Антропоцентрический подход в лингвистике развивается в русле восходящей к Л. Витгенштейну теории лингвистического анализа, который направлен на антропологическое обоснование языковой науки или, другими словами, на то, чтобы дать объяснение языку в более широких рамках существования человека и форм его поведения [Cf.: Hartmann 1965: 111]. Сюда, по указанию 3. Й. Шмидта, примыкают позднейшие феноменологические идеи о том, что наипервейшая феноменологическая языковая данность имеет, в первую очередь, форму речи или текста и что именно эта форма должна служить исходным нередуцируемым материалом дальнейшего анализа, лингвистического или лингвофилософского [Шмидт 1978: 90].
Согласно М. М. Бахтину текст - это первичная реальность всего гуманитарно-филологического мышления и исходный момент любой гуманитарной дисциплины: «там, где нет текста, нет и предмета мышления или исследования» [Ьахтин 1986: 473] . Описание языка, таким образом, должно происходить в направлении от текста к системе, т. е. от синтагматических характеристик языковых единиц, которые наблюдаемы непосредственно, к постижению их парадигматических связей [С: Алефиренко 2007: 3].
Известно, что в самом широком смысле текст - это то же самое, что и речь, а в узком - единица речи. Известно также, что каждой речевой единице традиционно соответствует единица языка, существующая в нем как микропарадигма (например, словоформе соответствует лексема). Совершенно закономерно возникает необходимость поставить в соответствие тексту языковую единицу, изучать его парадигматически. Предпосылки к такому изучению текста базируются, по мнению З.Й. Шмидта, на исходных положениях общей теории синтаксиса, в которых в значительной степени учитывается семантико-прагматический аспект, и проистекают из семантических трудностей, связанных с обоснованием и описанием реализации конкретных значений в речи / тексте, что указывает на изначальную, системную интеграцию всех элементов и функций языка в пределах наиболее общих глубинных взаимосвязей [Шмидт 1978: 91]. Другими словами, на реализацию значений и на синтаксические построения в существенной степени влияет интеграционное окружение и различные сложные сверхструктуры [Соснин 2016(B): 172].
Однако, говоря о возможностях выделения текстовой парадигмы, можно утверждать, что текст не вполне отвечает тем требованиям, согласно которым конкретные речевые единицы абстрагируются в языковые.

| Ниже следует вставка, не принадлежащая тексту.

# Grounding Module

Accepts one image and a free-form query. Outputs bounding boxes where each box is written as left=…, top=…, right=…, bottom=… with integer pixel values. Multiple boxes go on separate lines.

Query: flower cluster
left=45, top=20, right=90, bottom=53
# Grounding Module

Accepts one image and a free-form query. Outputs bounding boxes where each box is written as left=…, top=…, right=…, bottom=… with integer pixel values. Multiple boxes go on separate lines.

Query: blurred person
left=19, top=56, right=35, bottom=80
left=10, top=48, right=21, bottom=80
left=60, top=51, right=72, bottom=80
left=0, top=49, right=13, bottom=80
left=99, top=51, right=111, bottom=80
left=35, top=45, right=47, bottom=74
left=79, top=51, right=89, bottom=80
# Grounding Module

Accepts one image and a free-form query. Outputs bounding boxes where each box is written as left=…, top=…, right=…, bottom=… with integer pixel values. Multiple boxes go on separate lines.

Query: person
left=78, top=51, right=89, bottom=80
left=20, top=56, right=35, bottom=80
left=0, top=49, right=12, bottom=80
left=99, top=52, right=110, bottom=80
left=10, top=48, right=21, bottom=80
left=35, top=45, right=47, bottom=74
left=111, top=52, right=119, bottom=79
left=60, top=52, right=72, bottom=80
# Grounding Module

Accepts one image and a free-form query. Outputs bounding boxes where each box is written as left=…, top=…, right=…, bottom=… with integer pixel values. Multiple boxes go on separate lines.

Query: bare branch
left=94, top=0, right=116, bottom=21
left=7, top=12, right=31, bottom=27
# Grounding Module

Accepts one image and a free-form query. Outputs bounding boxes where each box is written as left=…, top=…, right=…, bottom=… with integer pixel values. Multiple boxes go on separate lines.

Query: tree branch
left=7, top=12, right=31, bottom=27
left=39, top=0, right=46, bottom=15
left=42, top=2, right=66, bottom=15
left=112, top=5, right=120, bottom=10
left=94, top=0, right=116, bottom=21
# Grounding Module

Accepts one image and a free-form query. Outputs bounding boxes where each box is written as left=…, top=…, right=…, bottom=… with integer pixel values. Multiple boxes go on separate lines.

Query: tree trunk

В частности, по мнению Н.Ф. Алефиренко, текст - это образование, творимое в речи, он обладает лишь качеством производимости, в отличие от необходимого для единиц языка признака воспроизводимости [Алефиренко 2005: 58; 2007: 3]. На это можно возразить, что воспроизводиться будет не конкретная оболочка (хотя она тоже может отчасти воссоздаваться), а семантическая структура. Отсюда проистекает исключительная важность семантического аспекта в парадигматическом изучении текста. В этой связи Г.В. Колшанский замечает, что при выходе за пределы абзаца лингвисты все более склоняются к мнению, что роль формальных грамматических средств в организации текста сокращается обратно пропорционально его объему и что тем стержнем, на котором держится вся его конструкции, служит семантика [Колшанский 2010: 62]. Вполне сообразно с этим, важным критерием текста, по мнению исследователя, является контекстно-смысловая завершенность или некоторая «совокупность атомарных смыслов-фраз», которая будет достаточной для того, чтобы установить семантическую определенность каждой из них [Op. cit.: 63].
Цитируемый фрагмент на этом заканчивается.